Member of the Nova Scotia House of Assembly
- In office 1833–1834
- Constituency: Cape Breton County

Personal details
- Born: January 30, 1783 Tipton, Staffordshire, England
- Died: July 21, 1868 (aged 85) near Lichfield, Staffordshire, England
- Spouse: Elizabeth Fereday
- Children: Frederick Smith
- Education: Royal School of Mines
- Occupation: Mining engineer, industrialist, politician

= Richard Smith (mining engineer) =

Canadian engineer and politician

Richard Smith (January 30, 1783 - July 21, 1868) was an English-born mining engineer, industrialist and politician.
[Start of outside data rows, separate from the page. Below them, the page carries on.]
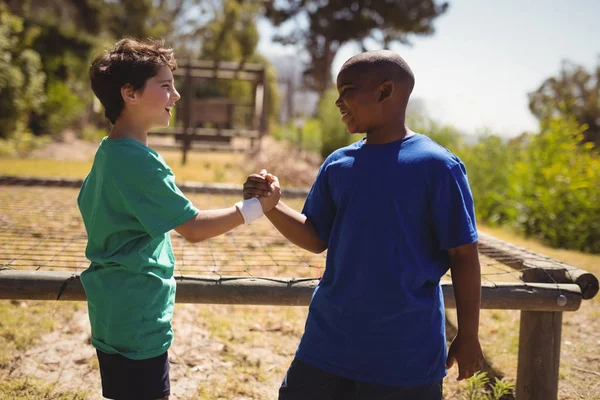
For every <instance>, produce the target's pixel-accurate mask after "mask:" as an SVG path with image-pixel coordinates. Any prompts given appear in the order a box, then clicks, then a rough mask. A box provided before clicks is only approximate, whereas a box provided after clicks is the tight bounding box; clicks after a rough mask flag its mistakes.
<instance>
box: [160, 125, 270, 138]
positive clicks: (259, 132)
mask: <svg viewBox="0 0 600 400" xmlns="http://www.w3.org/2000/svg"><path fill="white" fill-rule="evenodd" d="M148 133H149V134H150V135H151V136H172V137H175V138H176V139H183V137H184V136H185V129H184V128H183V127H173V128H162V129H154V130H152V131H150V132H148ZM194 135H203V136H225V137H246V138H257V137H259V136H260V132H259V131H257V130H253V129H217V128H191V129H190V136H191V139H198V138H197V137H195V136H194Z"/></svg>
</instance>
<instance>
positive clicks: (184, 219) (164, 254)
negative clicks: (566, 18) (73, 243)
mask: <svg viewBox="0 0 600 400" xmlns="http://www.w3.org/2000/svg"><path fill="white" fill-rule="evenodd" d="M77 202H78V204H79V210H80V211H81V215H82V217H83V222H84V224H85V229H86V231H87V235H88V243H87V248H86V257H87V258H88V259H89V260H90V261H91V264H90V266H89V268H88V269H86V270H85V271H84V272H83V273H82V274H81V282H82V283H83V287H84V289H85V292H86V295H87V299H88V310H89V316H90V323H91V327H92V345H93V346H94V347H96V348H97V349H99V350H101V351H103V352H105V353H109V354H115V353H118V354H121V355H123V356H125V357H127V358H130V359H134V360H143V359H147V358H152V357H156V356H159V355H161V354H163V353H164V352H165V351H167V349H168V348H169V346H170V345H171V342H172V341H173V329H172V327H171V318H172V316H173V308H174V304H175V279H174V278H173V269H174V266H175V258H174V256H173V248H172V246H171V237H170V235H169V231H170V230H172V229H174V228H176V227H178V226H179V225H181V224H183V223H184V222H186V221H188V220H190V219H191V218H193V217H194V216H195V215H196V214H197V213H198V210H197V209H196V208H194V206H193V205H192V203H191V202H190V201H189V200H188V199H187V198H186V197H185V196H184V195H183V193H181V191H180V190H179V188H178V187H177V186H176V185H175V176H174V175H173V172H172V171H171V169H170V168H169V167H168V166H167V164H166V163H165V161H164V160H163V158H162V157H161V156H160V155H159V154H158V153H156V152H155V151H154V150H152V149H150V148H149V147H147V146H145V145H144V144H142V143H140V142H138V141H136V140H134V139H130V138H118V139H107V138H104V140H102V142H101V143H100V147H99V148H98V151H97V152H96V156H95V158H94V164H93V166H92V170H91V171H90V173H89V175H88V176H87V178H86V179H85V181H84V182H83V185H82V187H81V191H80V192H79V197H78V199H77Z"/></svg>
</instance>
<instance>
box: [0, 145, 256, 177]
mask: <svg viewBox="0 0 600 400" xmlns="http://www.w3.org/2000/svg"><path fill="white" fill-rule="evenodd" d="M159 153H160V154H161V155H162V156H163V158H164V159H165V161H166V162H167V164H168V165H169V167H171V169H172V170H173V173H174V174H175V176H176V177H177V180H178V182H183V181H196V182H219V183H221V182H230V183H239V184H242V183H244V181H245V180H246V177H247V176H248V174H250V173H251V172H253V171H245V170H244V167H243V166H244V157H245V156H244V155H243V154H239V153H235V154H234V153H189V154H188V162H187V164H186V165H185V166H182V165H181V153H180V152H176V151H160V152H159ZM92 161H93V155H92V156H91V157H90V159H89V160H85V161H82V160H54V159H40V158H0V174H1V175H14V176H35V177H61V178H73V179H83V178H85V177H86V175H87V174H88V172H89V171H90V169H91V167H92Z"/></svg>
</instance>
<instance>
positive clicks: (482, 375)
mask: <svg viewBox="0 0 600 400" xmlns="http://www.w3.org/2000/svg"><path fill="white" fill-rule="evenodd" d="M489 382H490V378H489V377H488V376H487V374H486V373H485V372H478V373H476V374H475V375H473V376H472V377H471V378H469V379H467V389H466V390H465V392H464V393H462V396H461V400H500V399H501V398H502V397H503V396H507V395H511V394H512V393H513V390H514V387H515V385H514V384H513V383H510V382H504V381H502V380H500V379H498V378H496V380H495V382H494V384H493V385H489ZM488 387H489V389H488ZM490 391H491V392H490Z"/></svg>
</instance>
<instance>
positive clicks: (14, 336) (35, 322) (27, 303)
mask: <svg viewBox="0 0 600 400" xmlns="http://www.w3.org/2000/svg"><path fill="white" fill-rule="evenodd" d="M78 307H81V305H79V304H77V303H56V302H50V301H14V300H13V301H11V300H3V301H0V368H2V367H4V366H5V365H6V363H7V362H8V361H9V360H10V359H11V358H12V356H13V355H14V353H15V352H16V351H23V350H26V349H28V348H29V347H31V346H32V345H33V344H34V343H35V341H36V340H37V339H38V338H40V337H41V336H42V335H43V334H45V333H48V332H51V331H52V330H53V329H54V328H55V326H56V324H57V322H58V323H59V321H61V320H63V319H66V318H69V317H70V316H71V315H73V312H74V311H75V310H76V309H78ZM2 398H5V397H2Z"/></svg>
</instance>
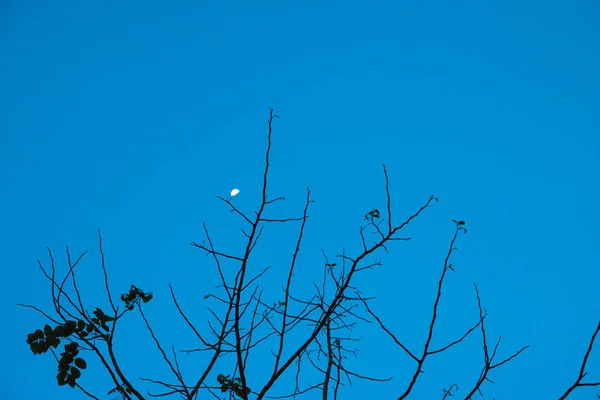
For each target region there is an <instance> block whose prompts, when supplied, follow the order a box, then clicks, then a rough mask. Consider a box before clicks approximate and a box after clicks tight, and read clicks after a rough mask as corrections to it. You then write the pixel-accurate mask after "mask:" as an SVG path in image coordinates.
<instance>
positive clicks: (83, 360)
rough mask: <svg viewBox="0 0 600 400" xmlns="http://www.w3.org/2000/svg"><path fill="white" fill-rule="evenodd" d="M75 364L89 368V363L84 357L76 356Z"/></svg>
mask: <svg viewBox="0 0 600 400" xmlns="http://www.w3.org/2000/svg"><path fill="white" fill-rule="evenodd" d="M74 362H75V365H76V366H77V367H79V368H81V369H86V368H87V364H86V362H85V360H84V359H83V358H81V357H80V358H76V359H75V361H74Z"/></svg>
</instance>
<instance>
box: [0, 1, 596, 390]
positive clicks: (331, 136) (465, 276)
mask: <svg viewBox="0 0 600 400" xmlns="http://www.w3.org/2000/svg"><path fill="white" fill-rule="evenodd" d="M84 3H85V4H84ZM1 7H2V9H1V10H0V14H1V17H0V18H1V23H0V33H1V34H0V53H1V57H0V60H1V61H0V87H2V90H1V91H0V110H1V111H0V115H1V116H2V117H1V118H0V121H1V122H0V124H1V125H0V132H1V136H0V187H1V193H2V195H1V196H0V218H1V222H0V227H1V228H0V242H1V243H2V246H0V263H1V264H2V266H3V267H4V271H5V280H4V284H3V289H2V291H1V292H0V293H1V294H0V299H1V304H2V309H3V314H4V321H5V323H6V324H7V326H9V327H10V328H4V329H2V330H1V331H0V332H1V333H0V338H1V339H2V343H3V344H4V346H2V349H1V350H0V351H1V355H2V359H4V360H5V362H4V363H3V365H2V367H0V368H2V369H3V371H2V375H3V376H4V377H5V378H4V379H3V384H2V385H1V386H2V387H0V397H2V398H4V399H37V398H41V397H42V396H45V397H49V398H62V399H80V398H82V397H81V394H80V393H79V392H77V391H74V390H71V389H68V388H59V387H57V386H56V383H55V382H56V381H55V364H54V361H53V360H51V357H50V356H49V355H46V356H36V357H34V356H33V355H32V354H31V353H30V351H29V349H28V347H27V345H26V343H25V337H26V334H27V333H29V332H31V331H33V330H35V329H36V328H38V327H41V326H42V325H43V324H44V323H45V321H44V320H43V319H42V318H41V317H40V316H39V315H37V314H35V313H32V312H30V310H26V309H22V308H18V307H17V306H16V303H29V304H35V305H37V306H39V307H42V308H44V309H46V310H48V311H49V310H50V306H51V300H50V295H49V285H48V283H47V282H46V281H45V280H44V278H43V276H42V275H41V272H40V271H39V270H38V268H37V264H36V259H38V258H39V259H40V260H41V261H42V262H43V263H44V265H47V262H48V257H47V254H46V251H45V246H49V247H50V248H51V249H52V250H53V252H54V254H55V257H56V260H57V265H58V266H59V270H61V271H62V272H64V271H66V270H65V263H66V256H65V252H64V249H65V246H66V245H69V246H70V249H71V251H72V253H73V254H79V253H81V252H82V251H84V250H86V249H89V250H90V252H89V254H88V255H87V256H86V257H85V258H84V261H83V263H82V265H80V267H79V271H78V272H79V275H78V277H79V283H80V285H81V287H82V289H83V290H84V302H85V303H86V305H88V306H89V307H90V308H93V307H95V306H101V307H106V306H107V304H108V303H107V301H106V297H105V296H104V292H103V286H102V280H101V277H102V275H101V270H100V265H99V254H98V249H97V244H98V243H97V231H96V229H97V228H99V229H101V231H102V235H103V237H104V250H105V253H106V257H107V267H108V272H109V274H110V280H111V287H112V290H113V292H114V293H115V294H117V295H118V294H121V293H124V292H126V291H127V290H128V288H129V285H130V284H132V283H133V284H135V285H137V286H139V287H141V288H143V289H144V290H149V291H152V292H153V293H154V296H155V298H154V300H153V301H152V302H151V303H150V304H149V305H148V306H147V307H146V313H147V316H148V318H149V319H150V320H151V322H152V324H153V326H154V328H155V330H156V332H157V334H158V335H159V336H160V338H161V340H162V342H163V343H165V345H166V346H167V347H168V346H170V345H171V344H174V345H175V346H176V347H177V348H178V349H185V348H193V347H195V346H196V345H197V344H196V343H195V342H194V338H193V336H192V334H191V332H189V330H188V329H187V328H186V326H185V325H184V324H183V322H182V321H181V319H180V318H178V316H177V315H176V313H175V309H174V306H173V304H172V302H171V300H170V297H169V292H168V283H172V285H173V287H174V288H175V291H176V293H178V295H179V300H180V302H181V303H182V305H183V306H184V307H185V309H186V310H189V313H190V315H191V316H192V317H193V318H194V319H195V321H197V323H198V325H200V326H202V327H203V328H206V325H205V323H204V321H205V320H206V319H207V317H208V313H207V311H206V306H207V304H209V303H207V301H206V300H204V299H203V297H204V295H205V294H206V293H210V292H212V291H214V285H216V284H217V279H216V278H217V277H216V275H215V273H214V272H215V271H214V266H213V264H212V263H211V262H210V261H211V260H210V258H209V257H205V255H204V254H203V252H202V251H200V250H199V249H195V248H192V247H191V246H189V243H190V242H192V241H197V242H201V241H202V240H203V239H204V233H203V230H202V223H203V222H205V223H206V224H207V226H208V228H209V230H210V232H211V234H212V235H213V236H214V240H215V242H216V243H217V244H218V246H219V247H220V248H221V249H223V250H224V251H225V250H227V251H231V252H236V253H237V252H239V251H241V247H240V246H241V245H243V240H242V239H243V237H242V236H241V233H240V231H239V228H240V227H241V226H242V221H241V220H240V219H239V218H236V217H235V215H234V214H232V213H230V212H229V210H228V209H227V208H226V207H225V206H224V205H223V204H222V203H220V202H219V201H218V200H217V199H216V197H215V196H217V195H221V196H227V195H228V193H229V191H230V190H231V189H232V188H233V187H238V188H239V189H240V190H241V193H240V194H239V195H238V197H236V198H235V204H236V205H237V206H239V207H240V208H241V209H243V210H244V211H246V212H248V213H249V214H251V213H252V212H253V210H254V209H255V207H256V206H257V205H258V202H259V200H260V192H259V190H260V183H261V176H262V170H263V168H264V151H265V146H266V127H267V125H266V121H267V117H268V109H269V107H272V108H274V109H275V111H276V113H277V114H279V116H280V119H279V120H277V121H276V122H275V127H274V133H273V154H272V160H271V161H272V167H273V169H272V175H271V177H270V178H271V181H270V190H269V193H270V194H271V195H272V196H286V198H287V201H286V203H285V204H280V205H278V206H277V207H274V208H273V210H272V212H273V214H272V215H274V216H298V215H300V213H301V211H302V206H303V201H304V198H305V190H306V187H307V186H308V187H310V188H311V191H312V196H313V199H314V200H315V202H314V203H313V204H312V205H311V210H310V212H309V214H310V216H311V218H310V219H309V222H308V225H307V229H306V241H305V244H304V245H303V247H302V257H301V258H300V260H299V263H300V264H299V267H298V268H299V270H298V286H297V288H296V290H297V292H296V294H297V295H298V296H304V297H310V296H311V295H312V294H313V289H312V287H311V286H310V285H307V283H308V282H310V281H311V280H312V279H315V280H320V279H321V275H322V270H323V262H322V255H321V249H324V250H326V252H327V254H328V256H329V257H332V258H333V257H334V256H335V254H336V253H339V252H340V251H341V249H342V248H345V249H346V251H347V252H348V253H350V254H357V253H358V252H359V251H360V241H359V232H358V228H359V226H360V224H361V223H362V222H363V221H362V218H363V216H364V214H365V213H366V212H367V211H368V210H370V209H372V208H374V207H378V208H380V209H383V208H384V206H385V191H384V180H383V174H382V169H381V163H382V162H384V163H385V164H386V165H387V168H388V173H389V175H390V190H391V194H392V198H393V207H394V209H395V216H396V219H397V220H398V221H399V220H400V218H401V217H403V216H408V215H410V214H412V213H413V212H414V211H416V209H418V207H420V206H421V204H423V203H424V202H425V201H426V200H427V198H428V197H429V196H430V195H431V194H435V195H436V196H437V197H439V199H440V203H439V204H435V205H434V207H432V208H430V209H428V210H427V211H426V213H425V214H424V215H423V216H422V218H419V219H417V220H416V221H414V224H411V225H410V226H409V228H408V229H407V232H406V234H407V235H410V236H411V237H412V238H413V240H412V241H410V242H406V243H405V242H400V243H395V244H394V246H392V248H390V255H385V254H382V255H381V256H382V257H381V258H382V260H383V261H384V266H383V267H381V268H379V269H377V270H374V271H366V272H363V273H361V275H360V276H359V277H358V280H357V282H356V284H357V285H358V286H359V287H361V289H362V290H363V293H364V294H365V295H376V296H378V298H377V300H375V301H373V303H372V307H373V309H374V310H376V311H377V312H378V313H379V315H380V317H381V318H382V319H383V321H384V322H386V324H387V325H388V327H389V328H390V329H392V330H393V331H394V332H395V333H396V334H397V335H398V336H399V337H400V338H402V340H404V341H405V342H406V343H407V344H408V345H409V346H411V348H412V349H417V348H418V346H422V340H423V337H424V334H425V331H426V328H427V320H428V318H430V313H431V306H432V302H433V299H434V295H435V285H436V282H437V279H438V276H439V273H440V272H441V268H442V265H443V259H444V257H445V252H446V251H447V247H448V243H449V241H450V239H451V237H452V234H453V231H454V227H453V224H452V222H451V220H452V219H453V218H460V219H464V220H465V221H466V222H467V228H468V229H469V231H468V235H462V236H461V237H460V238H459V240H458V242H457V247H458V250H457V252H456V253H455V254H454V256H453V259H452V261H453V263H454V265H455V272H453V273H451V274H450V275H449V276H448V278H447V282H446V286H445V290H444V294H443V298H442V305H441V309H440V312H441V314H442V316H441V318H440V320H439V325H438V330H437V331H436V336H435V338H434V343H437V344H444V343H446V342H447V341H448V340H451V339H454V338H455V337H456V336H457V335H458V336H459V335H460V334H461V333H462V332H463V330H464V329H466V328H467V327H469V326H470V325H471V324H472V323H473V322H474V321H475V320H476V318H477V306H476V299H475V294H474V290H473V286H472V282H473V281H475V282H477V284H478V286H479V290H480V294H481V296H482V301H483V304H484V306H485V308H486V309H487V310H488V312H489V321H488V325H487V327H488V335H489V337H490V338H491V339H490V340H491V341H494V340H495V339H496V338H497V337H498V335H501V336H502V344H501V346H500V351H499V356H508V355H510V354H512V352H514V351H516V350H518V349H519V348H520V347H522V346H524V345H526V344H530V345H531V348H529V349H527V350H526V351H525V352H524V353H523V354H522V355H521V356H520V357H518V358H517V359H516V360H514V361H513V362H511V363H510V364H508V365H506V366H505V367H504V368H501V369H499V370H496V371H494V372H493V375H492V376H491V378H492V380H494V381H495V382H496V384H494V385H492V384H486V385H485V386H484V387H483V389H484V394H485V395H486V398H490V399H491V398H496V399H534V398H535V399H553V398H557V397H558V396H559V395H560V394H562V392H564V390H565V389H566V388H567V387H568V386H569V385H570V384H571V383H572V382H573V381H574V380H575V378H576V374H577V371H578V369H579V365H580V363H581V358H582V356H583V353H584V351H585V349H586V347H587V343H588V341H589V338H590V335H591V333H592V332H593V330H594V328H595V326H596V325H597V323H598V320H599V319H600V303H599V302H598V297H597V296H598V281H599V279H600V268H599V267H600V255H599V252H598V250H597V248H598V245H597V243H598V226H600V211H598V207H597V203H598V195H599V194H600V193H599V191H598V182H600V138H599V137H600V136H599V130H598V129H599V126H600V125H599V124H600V117H599V114H598V110H600V96H598V93H600V78H599V76H600V75H599V74H598V71H600V51H599V47H598V43H600V28H599V27H600V24H598V18H599V15H600V8H599V6H598V4H597V3H596V2H594V1H591V0H588V1H577V0H575V1H552V0H551V1H543V2H542V1H537V0H532V1H527V2H523V1H511V0H509V1H486V2H480V1H469V0H465V1H459V2H452V4H451V5H448V2H442V1H426V2H417V1H393V2H392V1H389V2H384V1H369V2H366V1H345V2H316V1H305V2H294V3H292V2H275V1H261V2H226V3H224V2H191V1H189V2H185V1H182V2H172V3H170V4H169V5H168V6H166V5H165V3H164V2H156V1H145V2H141V1H131V2H125V3H124V2H112V1H108V2H103V4H102V5H93V4H91V3H86V2H76V1H65V2H61V3H60V5H56V4H55V5H53V6H51V5H49V3H46V2H16V1H8V2H6V1H5V2H3V5H2V6H1ZM296 230H297V226H293V225H289V226H282V225H274V226H269V227H267V229H266V231H265V234H264V236H263V238H262V242H261V243H262V246H260V245H259V247H257V251H256V254H255V257H254V258H253V259H252V260H253V261H252V263H251V265H250V268H252V269H253V270H254V271H259V270H260V269H262V268H263V267H265V266H267V265H271V266H272V269H271V270H270V272H269V274H268V275H267V276H265V278H264V280H263V281H262V286H263V288H264V289H265V296H267V297H266V298H268V299H269V300H272V301H276V300H277V299H279V298H280V296H281V292H280V289H279V288H280V287H281V284H282V282H281V277H282V273H283V272H282V271H284V268H285V265H286V263H289V260H290V258H291V254H292V252H293V246H294V240H295V238H294V237H293V234H294V233H295V232H296ZM229 268H231V269H233V268H234V266H233V265H232V266H230V267H229ZM120 328H121V330H120V331H119V332H118V333H117V334H118V336H117V339H116V344H115V346H116V349H117V353H118V354H119V355H120V357H121V360H122V363H123V368H124V370H125V371H126V374H128V375H129V376H130V377H131V378H132V379H134V382H136V383H138V384H139V387H140V388H141V389H143V390H146V389H149V388H152V389H154V387H151V386H148V385H146V384H145V383H143V382H140V381H137V380H136V378H137V377H138V376H146V377H152V378H164V379H171V376H170V375H168V374H169V371H168V369H167V368H166V367H165V365H164V363H163V362H162V359H161V357H160V354H159V353H158V352H157V350H156V349H155V347H154V346H153V344H152V342H151V339H150V337H149V335H148V333H147V331H146V330H145V328H144V327H143V322H142V321H141V319H140V317H139V316H138V315H137V314H132V315H130V316H129V318H128V319H127V321H126V322H123V323H122V325H121V327H120ZM353 336H354V337H360V338H362V339H361V342H360V343H359V344H358V345H357V347H358V348H359V349H360V352H359V357H358V359H356V360H355V359H349V360H348V366H349V368H352V369H353V370H354V371H356V372H358V373H363V374H366V373H372V374H373V375H376V376H379V377H385V376H394V380H393V381H392V382H390V383H385V384H374V383H369V382H367V383H364V382H360V381H356V380H354V381H353V383H354V387H353V388H352V389H349V391H348V392H346V393H347V395H346V396H344V398H357V399H358V398H369V397H370V396H373V394H375V393H376V394H377V398H397V396H398V395H399V394H400V393H401V392H402V391H403V389H404V388H405V386H406V384H407V382H408V379H409V377H410V376H411V375H412V373H413V368H414V365H413V363H412V362H411V360H410V359H408V357H406V355H405V354H403V353H402V352H401V350H400V349H399V348H398V347H397V346H395V344H394V343H393V342H392V341H391V340H390V339H389V338H388V337H386V336H385V335H384V334H382V333H381V332H379V331H377V330H376V329H375V328H374V327H373V326H369V325H359V326H358V327H357V328H356V330H355V331H354V332H353ZM598 346H599V347H598V348H596V351H595V353H593V354H592V356H591V358H590V360H589V363H588V371H589V375H588V378H589V379H590V380H595V381H600V344H598ZM415 351H416V350H415ZM181 360H182V361H181V362H182V365H183V366H184V368H185V374H186V377H187V378H188V379H189V380H192V379H193V378H194V377H195V376H196V374H197V371H200V370H201V369H202V365H204V364H203V363H204V359H203V358H202V357H198V356H189V357H184V356H183V355H182V356H181ZM249 362H250V364H251V365H252V370H253V374H255V375H253V377H254V378H255V380H254V382H257V383H254V384H251V387H252V385H254V386H260V382H261V380H260V378H261V370H264V369H267V368H271V367H269V366H270V365H271V363H272V357H271V355H270V353H269V352H268V350H263V351H262V353H261V354H256V355H254V356H253V357H252V358H251V359H250V361H249ZM221 365H222V369H221V370H222V371H227V368H231V367H230V365H229V364H227V363H226V362H224V363H222V364H221ZM221 365H220V366H221ZM481 366H482V355H481V344H480V335H479V334H477V335H474V336H473V337H472V338H470V339H469V340H467V341H466V342H465V343H463V344H462V345H461V346H459V347H457V348H456V349H453V350H452V351H449V352H447V353H445V354H443V355H440V356H437V357H431V358H430V359H429V360H428V362H427V363H426V364H425V367H424V369H425V374H424V375H422V377H421V380H420V381H419V382H418V384H417V387H416V388H415V390H414V398H423V399H435V398H439V397H438V396H439V393H440V392H441V390H442V388H444V387H448V386H449V385H450V384H452V383H457V384H458V385H459V386H460V388H461V391H459V392H458V396H459V397H460V394H463V395H464V394H465V393H466V392H467V389H468V388H469V387H470V386H472V385H473V384H474V382H475V380H476V379H477V376H478V372H479V369H480V368H481ZM99 368H100V367H99V365H96V364H94V363H91V365H90V368H89V369H88V371H86V373H85V375H84V377H83V378H82V380H81V382H82V383H83V384H85V386H86V387H87V388H89V390H91V391H93V392H94V393H97V394H98V395H99V396H100V397H101V398H105V397H106V391H107V390H108V389H109V388H110V387H109V386H108V385H107V381H106V374H105V373H104V372H100V369H99ZM307 369H308V368H307ZM290 374H291V375H290ZM290 374H288V375H287V376H286V377H285V379H284V380H283V384H282V385H280V386H276V387H275V388H274V392H273V394H274V395H276V394H285V393H289V392H290V391H291V390H292V389H293V382H292V380H291V379H292V378H291V376H292V375H293V374H292V373H291V372H290ZM213 379H214V378H213ZM318 379H319V375H317V374H314V373H313V374H311V373H308V372H307V373H306V375H305V376H304V377H303V380H302V384H304V385H307V384H311V383H315V382H316V381H318ZM215 383H216V382H215ZM596 392H598V391H593V390H590V389H578V390H577V391H575V392H574V393H573V395H571V396H570V397H569V398H570V399H590V398H593V397H594V396H595V393H596ZM394 396H396V397H394ZM315 397H316V393H313V395H312V396H309V397H308V398H315Z"/></svg>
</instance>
He represented Cape Breton County in the Nova Scotia House of Assembly from 1833 to 1834. Between 1836 and 1864, Smith was the mineral agent for the estate of the Lords of Dudley.

==Life==

Richard Smith was born in Tipton, Staffordshire, the son of Thomas Smith and Mary Morris, and was educated at the Royal School of Mines.

In 1811, he married Elizabeth Fereday. Smith and his father-in-law suffered financial losses when the coal and iron market collapsed at the end of the Napoleonic Wars. He subsequently set himself up in business again in London and also managed coal operations in Wales and Portugal. In 1824 he was engaged by Baron Rothschild to manage his estates in North and South Wales. In 1827, Smith was hired to establish coal mining operations in Nova Scotia for the General Mining Association. He established sites at Albion Mines (later Stellarton), Sydney Mines, Bridgeport and Little Bras d'Or. Smith contested a new assembly seat for Cape Breton in a violent election held in 1832 where William Young's supporters intimidated voters at some polls; he was declared elected to the assembly in 1833 after Young's election was overturned.

In 1834, he returned to England. Smith managed the mineral holdings of the Earl of Dudley from 1836 to 1864, taking over from Francis Downing. The Dudley Estate was extensive and included coal, limestone and iron ore mines and blast furnaces in the Black Country region of England. Richard Smith oversaw the construction of a private railway network for the estate. as well as the construction of the Round Oak Ironworks.

Richard Smith retired as the Earl of Dudley's mineral agent in 1864, being succeeded in the post by his son, Frederick Smith. Richard's final residence was Berry Hill, near Lichfield. He died near Lichfield, Staffordshire at the age of 85.